For deploying to a cloud platform, we rely on the new Docker Compose implementation embedded into the Docker CLI binary. Therefore, when targeting a cloud platform we are going to run docker compose commands instead of docker-compose. For local commands, both implementations of Docker Compose should work. If you find a missing feature that you use, report it on the issue tracker.

Sample application

Keep in mind that what we want to showcase is how to structure and manage a GPU accelerated application with Docker Compose, and how we can deploy it to the cloud. We do not focus on GPU programming or the AI/ML algorithms, but rather on how to structure and containerize such an application to facilitate portability, sharing and deployment.

For this tutorial, we rely on sample code provided in the Tensorflow documentation, to simulate a GPU-accelerated translation service that we can orchestrate with Docker Compose. The original code can be found documented at  https://www.tensorflow.org/tutorials/text/nmt_with_attention. For this exercise, we have reorganized the code such that we can easily manage it with Docker Compose.

This sample uses the Tensorflow platform which can automatically use GPU devices if available on the host. Next, we will discuss how to organize this sample in services to containerize them easily and what the challenges are when we locally run such a resource-intensive application.

Note: The sample code to use throughout this tutorial can be found here. It needs to be downloaded locally to exercise the commands we are going to discuss.

1. Local environment

Let’s assume we want to build and deploy a service that can translate simple sentences to a language of our choice. For such a service, we need to train an ML model to translate from one language to another and then use this model to translate new inputs. 

Application setup

We choose to separate the phases of the ML process in two different Compose services:

  • A training service that trains a model to translate between two languages (includes the data gathering, preprocessing and all the necessary steps before the actual training process).
  • A translation service that loads a model and uses it to `translate` a sentence.

This structure is defined in the docker-compose.dev.yaml from the downloaded sample application which has the following content:

docker-compose.yml

services:

 training:
   build: backend
   command: python model.py
   volumes:
     - models:/checkpoints

 translator:
   build: backend
   volumes:
     - models:/checkpoints
   ports:
     - 5000:5000

volumes:
 models:

We want the training service to train a model to translate from English to French and to save this model to a named volume models that is shared between the two services. The translator service has a published port to allow us to query it easily.

Deploy locally with Docker Compose

The reason for starting with the simplified compose file is that it can be deployed locally whether a GPU is present or not.
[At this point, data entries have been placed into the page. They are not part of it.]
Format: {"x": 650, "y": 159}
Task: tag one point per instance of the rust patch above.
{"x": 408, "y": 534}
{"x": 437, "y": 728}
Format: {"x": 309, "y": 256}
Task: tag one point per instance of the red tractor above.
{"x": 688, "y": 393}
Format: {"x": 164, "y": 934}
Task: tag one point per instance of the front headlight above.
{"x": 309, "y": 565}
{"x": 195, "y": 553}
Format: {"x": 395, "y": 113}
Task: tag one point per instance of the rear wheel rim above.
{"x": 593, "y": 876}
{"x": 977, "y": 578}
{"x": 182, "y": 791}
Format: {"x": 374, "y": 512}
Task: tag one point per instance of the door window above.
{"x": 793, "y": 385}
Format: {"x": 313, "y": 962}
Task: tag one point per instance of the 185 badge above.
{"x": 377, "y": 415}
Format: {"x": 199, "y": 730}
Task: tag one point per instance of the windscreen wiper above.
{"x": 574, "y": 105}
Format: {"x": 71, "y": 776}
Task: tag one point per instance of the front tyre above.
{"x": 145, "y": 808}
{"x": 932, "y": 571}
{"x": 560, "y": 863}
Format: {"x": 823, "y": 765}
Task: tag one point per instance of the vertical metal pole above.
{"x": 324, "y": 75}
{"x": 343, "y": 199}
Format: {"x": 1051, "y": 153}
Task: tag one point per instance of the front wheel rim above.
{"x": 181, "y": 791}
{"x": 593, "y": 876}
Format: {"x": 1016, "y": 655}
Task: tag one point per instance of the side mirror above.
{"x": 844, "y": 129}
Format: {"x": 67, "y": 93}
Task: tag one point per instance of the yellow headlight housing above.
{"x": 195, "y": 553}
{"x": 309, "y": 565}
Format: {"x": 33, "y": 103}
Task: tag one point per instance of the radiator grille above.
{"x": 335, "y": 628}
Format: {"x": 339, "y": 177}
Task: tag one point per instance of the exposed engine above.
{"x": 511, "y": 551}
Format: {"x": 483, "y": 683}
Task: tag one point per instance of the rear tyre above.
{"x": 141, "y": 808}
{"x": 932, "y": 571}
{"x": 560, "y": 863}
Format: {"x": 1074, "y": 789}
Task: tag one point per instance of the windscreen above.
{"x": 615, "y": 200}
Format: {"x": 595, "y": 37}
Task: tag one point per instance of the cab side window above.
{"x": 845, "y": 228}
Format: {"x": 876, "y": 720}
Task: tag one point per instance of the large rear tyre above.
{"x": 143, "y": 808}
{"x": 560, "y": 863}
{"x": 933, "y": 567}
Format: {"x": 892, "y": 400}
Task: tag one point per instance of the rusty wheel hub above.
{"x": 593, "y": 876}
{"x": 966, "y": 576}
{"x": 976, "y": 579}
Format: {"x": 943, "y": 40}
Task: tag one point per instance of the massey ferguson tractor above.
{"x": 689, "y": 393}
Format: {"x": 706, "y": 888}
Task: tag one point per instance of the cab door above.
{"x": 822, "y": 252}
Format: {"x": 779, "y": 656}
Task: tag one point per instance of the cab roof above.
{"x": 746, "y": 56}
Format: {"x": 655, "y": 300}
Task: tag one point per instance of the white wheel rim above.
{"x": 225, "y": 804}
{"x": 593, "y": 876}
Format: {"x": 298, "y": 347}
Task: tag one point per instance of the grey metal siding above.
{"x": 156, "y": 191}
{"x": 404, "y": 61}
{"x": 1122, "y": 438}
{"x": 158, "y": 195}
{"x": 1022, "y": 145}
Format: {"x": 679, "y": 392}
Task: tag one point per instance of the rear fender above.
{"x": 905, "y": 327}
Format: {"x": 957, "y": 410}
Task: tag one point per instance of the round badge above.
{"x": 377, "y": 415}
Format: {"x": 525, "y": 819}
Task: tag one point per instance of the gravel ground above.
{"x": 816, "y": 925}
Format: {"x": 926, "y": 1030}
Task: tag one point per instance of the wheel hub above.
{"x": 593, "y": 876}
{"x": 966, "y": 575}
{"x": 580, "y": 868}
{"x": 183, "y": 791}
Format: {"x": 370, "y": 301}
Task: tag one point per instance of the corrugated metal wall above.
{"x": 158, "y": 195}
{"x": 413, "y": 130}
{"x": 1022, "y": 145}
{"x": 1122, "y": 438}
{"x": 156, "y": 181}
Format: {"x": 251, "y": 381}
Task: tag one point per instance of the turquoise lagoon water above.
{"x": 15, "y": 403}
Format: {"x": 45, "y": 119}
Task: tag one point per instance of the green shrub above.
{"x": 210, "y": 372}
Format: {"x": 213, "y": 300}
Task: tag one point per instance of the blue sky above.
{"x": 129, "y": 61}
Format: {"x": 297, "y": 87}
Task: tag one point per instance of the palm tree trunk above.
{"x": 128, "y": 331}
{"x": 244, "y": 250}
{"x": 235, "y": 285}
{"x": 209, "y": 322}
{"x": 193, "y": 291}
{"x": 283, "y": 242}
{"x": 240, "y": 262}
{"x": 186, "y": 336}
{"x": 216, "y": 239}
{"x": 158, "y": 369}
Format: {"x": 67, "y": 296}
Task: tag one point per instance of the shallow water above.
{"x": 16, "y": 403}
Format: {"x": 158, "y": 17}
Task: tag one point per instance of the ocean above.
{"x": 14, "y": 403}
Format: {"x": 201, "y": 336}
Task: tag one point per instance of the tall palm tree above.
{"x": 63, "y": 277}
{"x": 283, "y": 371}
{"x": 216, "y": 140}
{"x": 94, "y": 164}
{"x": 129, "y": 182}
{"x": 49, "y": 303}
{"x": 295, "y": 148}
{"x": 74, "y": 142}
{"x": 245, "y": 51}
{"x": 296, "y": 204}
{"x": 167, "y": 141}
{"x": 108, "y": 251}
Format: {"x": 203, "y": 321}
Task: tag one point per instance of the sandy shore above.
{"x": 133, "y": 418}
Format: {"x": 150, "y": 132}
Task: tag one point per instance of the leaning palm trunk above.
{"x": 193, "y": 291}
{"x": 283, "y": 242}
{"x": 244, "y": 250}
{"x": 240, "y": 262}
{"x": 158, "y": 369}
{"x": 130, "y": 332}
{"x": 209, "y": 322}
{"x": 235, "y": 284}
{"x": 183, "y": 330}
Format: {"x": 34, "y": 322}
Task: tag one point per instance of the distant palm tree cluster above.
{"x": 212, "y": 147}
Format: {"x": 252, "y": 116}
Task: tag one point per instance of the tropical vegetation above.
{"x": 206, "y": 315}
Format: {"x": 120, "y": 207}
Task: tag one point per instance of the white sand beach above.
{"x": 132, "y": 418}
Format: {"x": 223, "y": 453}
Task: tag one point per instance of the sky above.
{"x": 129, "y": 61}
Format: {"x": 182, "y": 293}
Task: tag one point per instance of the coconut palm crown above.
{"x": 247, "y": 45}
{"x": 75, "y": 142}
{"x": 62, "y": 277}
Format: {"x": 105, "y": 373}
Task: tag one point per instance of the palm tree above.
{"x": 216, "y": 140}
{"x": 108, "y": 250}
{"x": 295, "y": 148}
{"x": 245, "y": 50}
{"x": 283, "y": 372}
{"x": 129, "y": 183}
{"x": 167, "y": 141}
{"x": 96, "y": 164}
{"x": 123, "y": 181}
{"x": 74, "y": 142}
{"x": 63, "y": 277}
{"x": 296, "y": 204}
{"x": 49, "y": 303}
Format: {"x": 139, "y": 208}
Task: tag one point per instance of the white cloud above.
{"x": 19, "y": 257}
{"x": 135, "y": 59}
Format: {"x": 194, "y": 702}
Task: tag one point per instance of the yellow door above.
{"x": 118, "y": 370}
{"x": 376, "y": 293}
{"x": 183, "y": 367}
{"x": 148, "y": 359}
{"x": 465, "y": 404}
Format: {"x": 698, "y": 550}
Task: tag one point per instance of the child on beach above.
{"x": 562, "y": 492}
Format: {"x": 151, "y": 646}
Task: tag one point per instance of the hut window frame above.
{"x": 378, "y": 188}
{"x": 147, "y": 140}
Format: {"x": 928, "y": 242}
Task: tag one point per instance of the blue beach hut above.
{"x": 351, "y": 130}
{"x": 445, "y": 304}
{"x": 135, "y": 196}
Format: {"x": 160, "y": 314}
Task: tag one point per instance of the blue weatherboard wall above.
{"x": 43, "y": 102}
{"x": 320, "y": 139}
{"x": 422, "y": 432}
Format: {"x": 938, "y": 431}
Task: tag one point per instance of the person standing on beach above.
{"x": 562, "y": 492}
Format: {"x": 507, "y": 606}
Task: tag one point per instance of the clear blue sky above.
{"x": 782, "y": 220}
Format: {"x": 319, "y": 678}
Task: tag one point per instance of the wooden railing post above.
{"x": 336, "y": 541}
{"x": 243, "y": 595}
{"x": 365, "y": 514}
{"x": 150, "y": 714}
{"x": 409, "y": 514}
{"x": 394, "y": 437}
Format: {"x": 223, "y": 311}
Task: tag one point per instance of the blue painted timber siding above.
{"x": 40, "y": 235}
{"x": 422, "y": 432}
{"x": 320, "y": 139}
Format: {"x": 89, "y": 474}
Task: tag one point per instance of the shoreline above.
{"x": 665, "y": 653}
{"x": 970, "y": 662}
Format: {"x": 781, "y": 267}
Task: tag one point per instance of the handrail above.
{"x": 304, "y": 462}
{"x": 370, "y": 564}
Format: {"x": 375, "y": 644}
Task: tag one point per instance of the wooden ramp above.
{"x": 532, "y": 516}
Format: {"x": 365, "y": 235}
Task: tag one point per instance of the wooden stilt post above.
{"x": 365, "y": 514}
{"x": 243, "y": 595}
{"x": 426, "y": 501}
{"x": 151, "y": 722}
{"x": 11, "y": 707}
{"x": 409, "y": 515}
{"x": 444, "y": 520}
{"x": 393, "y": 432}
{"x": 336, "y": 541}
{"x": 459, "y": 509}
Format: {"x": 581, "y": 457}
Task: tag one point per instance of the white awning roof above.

We will see later how to add the GPU resource reservation to it.

Before deploying, rename the docker-compose.dev.yaml to docker-compose.yaml to avoid setting the file path with the flag -f for every compose command.

To deploy the Compose file, all we need to do is open a terminal, go to its base directory and run:

$ docker compose up
The new 'docker compose' command is currently experimental.
To provide feedback or request new features please open
issues at https://github.com/docker/compose-cli
[+] Running 4/0
 ⠿ Network "gpu_default"  Created                               0.0s
 ⠿ Volume "gpu_models"    Created                               0.0s
 ⠿ gpu_translator_1       Created                               0.0s
 ⠿ gpu_training_1         Created                               0.0s
Attaching to gpu_training_1, gpu_translator_1
...
translator_1  |  * Running on http://0.0.0.0:5000/ (Press CTRL+C
to quit)
...
HTTP/1.1" 200 -
training_1    | Epoch 1 Batch 0 Loss 3.3540
training_1    | Epoch 1 Batch 100 Loss 1.6044
training_1    | Epoch 1 Batch 200 Loss 1.3441
training_1    | Epoch 1 Batch 300 Loss 1.1679
training_1    | Epoch 1 Loss 1.4679
training_1    | Time taken for 1 epoch 218.06381964683533 sec
training_1    | 
training_1    | Epoch 2 Batch 0 Loss 0.9957
training_1    | Epoch 2 Batch 100 Loss 1.0288
training_1    | Epoch 2 Batch 200 Loss 0.8737
training_1    | Epoch 2 Batch 300 Loss 0.8971
training_1    | Epoch 2 Loss 0.9668
training_1    | Time taken for 1 epoch 211.0763041973114 sec
...
training_1    | Checkpoints saved in /checkpoints/eng-fra
training_1    | Requested translator service to reload its model,
response status: 200
translator_1  | 172.22.0.2 - - [18/Dec/2020 10:23:46] 
"GET /reload?lang=eng-fra 

Docker Compose deploys a container for each service and attaches us to their logs which allows us to follow the progress of the training service.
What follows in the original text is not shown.